The Shadow Secretary criticises the “woefully low reach” of the catch-up tuition scheme.
According to the Labour Party, the government catch-up tutoring scheme is “failing to deliver on promises,”. Data shows it has provided tuition to only one percent of pupils in the whole of England.
The schools minister, Nick Gibb said last Thursday that 110,000 students have started to receive catch-up tuition under the recovery programme. The programme was designed to help make up for lost learning young people have experienced due to the coronavirus pandemic.
The latest figures from January 2020 puts England’s school population at 8.89 million.
The Labour Party said this suggests that only 1.2 per cent of England’s pupils have received tutoring through the National Tutoring Programme despite launching it months ago.
The schools minister said 44 per cent of those receiving tuition were eligible for the pupil premium grant for disadvantaged pupils. The grant is available to pupils on free school meals (or who have been in the past six years) and pupils in care. Labour said this was equivalent to 48,400 pupils – or 2.4 per cent of the total number eligible for pupil premium in the country.
Woeful Catch-up Tuition…
Kate Green, the shadow education secretary, said the “woefully low reach” of the National Tutoring Programme showed the government was “failing to deliver on its promises for children and families”.
Green added: “We have seen failure, upon failure from this Conservative government which has treated children as an afterthought throughout the pandemic and now has no plan to deliver a strong recovery”.

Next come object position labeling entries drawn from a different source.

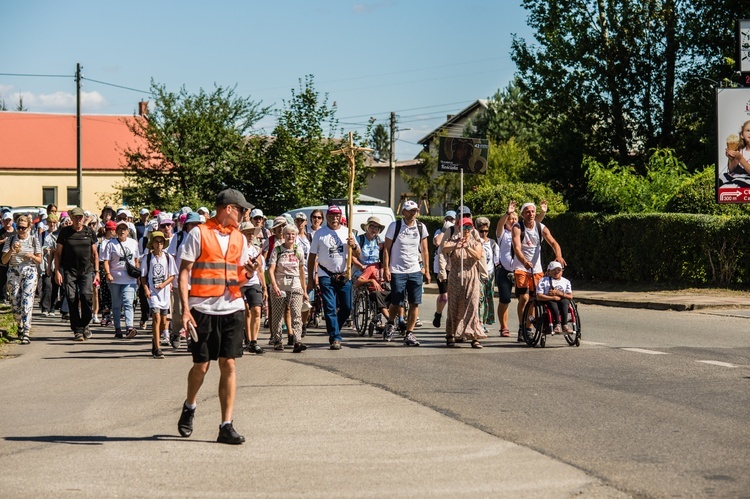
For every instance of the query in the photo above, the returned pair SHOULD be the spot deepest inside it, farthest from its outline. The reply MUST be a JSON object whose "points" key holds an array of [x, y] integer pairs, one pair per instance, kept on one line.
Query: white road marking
{"points": [[641, 350], [717, 363]]}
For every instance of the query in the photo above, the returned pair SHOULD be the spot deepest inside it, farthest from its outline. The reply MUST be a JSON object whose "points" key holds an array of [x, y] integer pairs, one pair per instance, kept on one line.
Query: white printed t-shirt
{"points": [[214, 305], [406, 250], [159, 270], [330, 247]]}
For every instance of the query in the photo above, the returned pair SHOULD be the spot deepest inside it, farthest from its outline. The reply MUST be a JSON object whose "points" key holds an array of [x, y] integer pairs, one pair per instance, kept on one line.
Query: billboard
{"points": [[733, 145], [461, 153]]}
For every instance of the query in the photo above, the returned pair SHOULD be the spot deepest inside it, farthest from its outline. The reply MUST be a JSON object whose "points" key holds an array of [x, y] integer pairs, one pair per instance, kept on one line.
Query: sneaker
{"points": [[253, 347], [185, 424], [388, 332], [410, 340], [227, 435]]}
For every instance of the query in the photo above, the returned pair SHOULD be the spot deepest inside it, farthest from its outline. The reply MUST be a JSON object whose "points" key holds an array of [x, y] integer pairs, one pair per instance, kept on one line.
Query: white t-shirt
{"points": [[531, 247], [113, 253], [159, 270], [506, 252], [214, 305], [561, 284], [253, 252], [330, 247], [406, 250]]}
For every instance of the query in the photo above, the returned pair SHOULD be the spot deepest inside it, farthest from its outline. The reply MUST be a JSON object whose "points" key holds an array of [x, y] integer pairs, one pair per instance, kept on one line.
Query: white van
{"points": [[360, 214]]}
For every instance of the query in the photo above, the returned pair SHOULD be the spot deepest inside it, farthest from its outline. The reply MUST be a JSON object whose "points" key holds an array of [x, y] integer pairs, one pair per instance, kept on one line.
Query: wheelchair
{"points": [[367, 319], [539, 316]]}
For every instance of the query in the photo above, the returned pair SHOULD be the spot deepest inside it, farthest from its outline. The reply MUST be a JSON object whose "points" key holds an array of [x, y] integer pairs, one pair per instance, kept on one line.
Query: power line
{"points": [[117, 86]]}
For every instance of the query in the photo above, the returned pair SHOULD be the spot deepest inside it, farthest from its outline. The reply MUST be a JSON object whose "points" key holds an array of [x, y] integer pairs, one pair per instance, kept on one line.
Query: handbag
{"points": [[130, 269]]}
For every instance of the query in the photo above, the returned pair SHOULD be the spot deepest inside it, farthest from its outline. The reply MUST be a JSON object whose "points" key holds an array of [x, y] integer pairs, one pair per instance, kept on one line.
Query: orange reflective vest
{"points": [[213, 272]]}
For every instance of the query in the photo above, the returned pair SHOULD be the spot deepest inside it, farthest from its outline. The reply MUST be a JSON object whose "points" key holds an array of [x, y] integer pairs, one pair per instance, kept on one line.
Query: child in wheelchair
{"points": [[378, 294], [555, 292]]}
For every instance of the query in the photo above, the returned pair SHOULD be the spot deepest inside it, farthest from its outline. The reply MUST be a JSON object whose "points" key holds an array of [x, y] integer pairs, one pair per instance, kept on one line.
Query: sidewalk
{"points": [[98, 418]]}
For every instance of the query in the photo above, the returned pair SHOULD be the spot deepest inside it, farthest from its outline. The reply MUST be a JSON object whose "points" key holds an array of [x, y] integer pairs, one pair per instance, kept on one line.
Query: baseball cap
{"points": [[526, 205], [231, 196], [409, 206], [194, 217]]}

The government has previously said the National Tutoring Programme is “designed to reach the most disadvantaged pupils in England”. The programme endeavours to help children most affected by the Covid-19 pandemic to bridge the gaps in their learning.
One aspect of the programme gives schools in disadvantaged areas access to heavily subsidised tuition from a list of partners.
A Department for Education spokesperson said the catch-up scheme is “providing high quality, targeted support for the children who need it most”.
Nick Gibb said: “We want to make sure that these catch-up programs are targeted on those pupils who are in the most need – and that will be some disadvantaged children,
It will also be pupils who have not coped with remote education, or who have mental health issues, or who have special educational needs, but are not necessarily eligible for the pupil premium.”
In March 2021, the public spending watchdog said the scheme may not be reaching the poorest children, as less than half the children who had started to receive tuition by February were eligible for pupil premium.
The National Audit Office (NAO) found 44 per cent of the children who had received tuition were also eligible for the grants. This raised “questions over the extent to which the scheme will reach the most disadvantaged children”.
In addition to providing pupils with tuition, the National Tutoring Programme alsos schools in the most disadvantaged areas to employ the top academic mentors to give intensive catch-up support to their pupils. According to the government, 1,000 academic mentors have already been placed in some of the most disadvantaged schools in England.
The DfE spokesperson added: “The programme forms part of £1.7bn being invested in ambitious catch-up activity, and we are working with parents, teachers and schools to develop a long-term plan to make sure all pupils recover from the impact of the pandemic as quickly and comprehensively as possible.”